Lai foi acusado de “conluio com forças estrangeiras”, “sedição” e “conspiração para cometer fraude” e as autoridades apreenderam 25 caixas com documentos no seu gabinete do jornal. Tratou-se da primeira vez que a lei de segurança nacional, vista pelos activistas pró-democracia como uma ameaça, foi directamente usada contra meios de comunicação social.
Mas não foi a única detenção desse dia. Outras nove pessoas, incluindo a outros executivos do jornal e fundadora do grupo pró-democracia Demosito Agnes Chow, de 23 anos, foram presas sob a acusação de terem feito lobby para a China ser alvo de sanções – os Estados Unidos anunciaram na semana passada sanções contra Carrie Lam. A operação policial envolveu 200 polícias, no que foi encarado como demonstração de força de Pequim.

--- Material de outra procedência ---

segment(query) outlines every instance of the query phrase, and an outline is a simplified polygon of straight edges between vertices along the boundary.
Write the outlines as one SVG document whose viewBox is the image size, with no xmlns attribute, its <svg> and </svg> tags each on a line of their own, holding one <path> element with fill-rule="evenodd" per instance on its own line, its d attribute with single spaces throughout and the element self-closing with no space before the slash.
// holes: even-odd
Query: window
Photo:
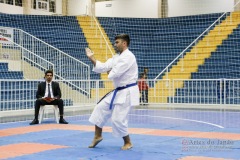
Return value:
<svg viewBox="0 0 240 160">
<path fill-rule="evenodd" d="M 50 0 L 49 2 L 49 12 L 56 12 L 56 5 L 55 5 L 55 0 Z"/>
<path fill-rule="evenodd" d="M 22 6 L 22 0 L 15 0 L 15 6 Z"/>
<path fill-rule="evenodd" d="M 0 0 L 0 3 L 22 6 L 22 0 Z"/>
<path fill-rule="evenodd" d="M 49 11 L 48 0 L 37 0 L 37 9 Z"/>
<path fill-rule="evenodd" d="M 55 13 L 56 0 L 32 0 L 32 8 Z"/>
<path fill-rule="evenodd" d="M 11 4 L 11 5 L 13 5 L 13 0 L 6 0 L 6 4 Z"/>
</svg>

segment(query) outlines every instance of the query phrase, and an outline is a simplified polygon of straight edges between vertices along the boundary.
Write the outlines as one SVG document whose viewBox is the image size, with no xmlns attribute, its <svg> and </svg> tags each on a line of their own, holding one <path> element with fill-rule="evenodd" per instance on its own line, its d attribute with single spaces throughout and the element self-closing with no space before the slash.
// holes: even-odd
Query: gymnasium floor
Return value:
<svg viewBox="0 0 240 160">
<path fill-rule="evenodd" d="M 111 135 L 87 146 L 94 126 L 88 116 L 69 116 L 68 125 L 44 119 L 0 124 L 0 159 L 9 160 L 240 160 L 240 113 L 206 110 L 133 110 L 129 132 L 133 148 L 122 151 Z"/>
</svg>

O jornal China Daily, propriedade do Partido Comunista da China, louvou a detenção de Lai escrevendo em editorial que foi o “preço a pagar por dançar com o inimigo” e que o “atraso na justiça não significa a sua ausência”. O Global Times, jornal afecto a Pequim, chegou inclusive a caracterizar Lai como “traidor dos tempos modernos”.
O proprietário do Apple Daily viajava frequentemente para Washington, onde se encontrou pelo menos uma vez com o secretário de Estado americano, Mike Pompeo, e pediu apoio para o movimento pró-democracia na região administrativa especial chinesa.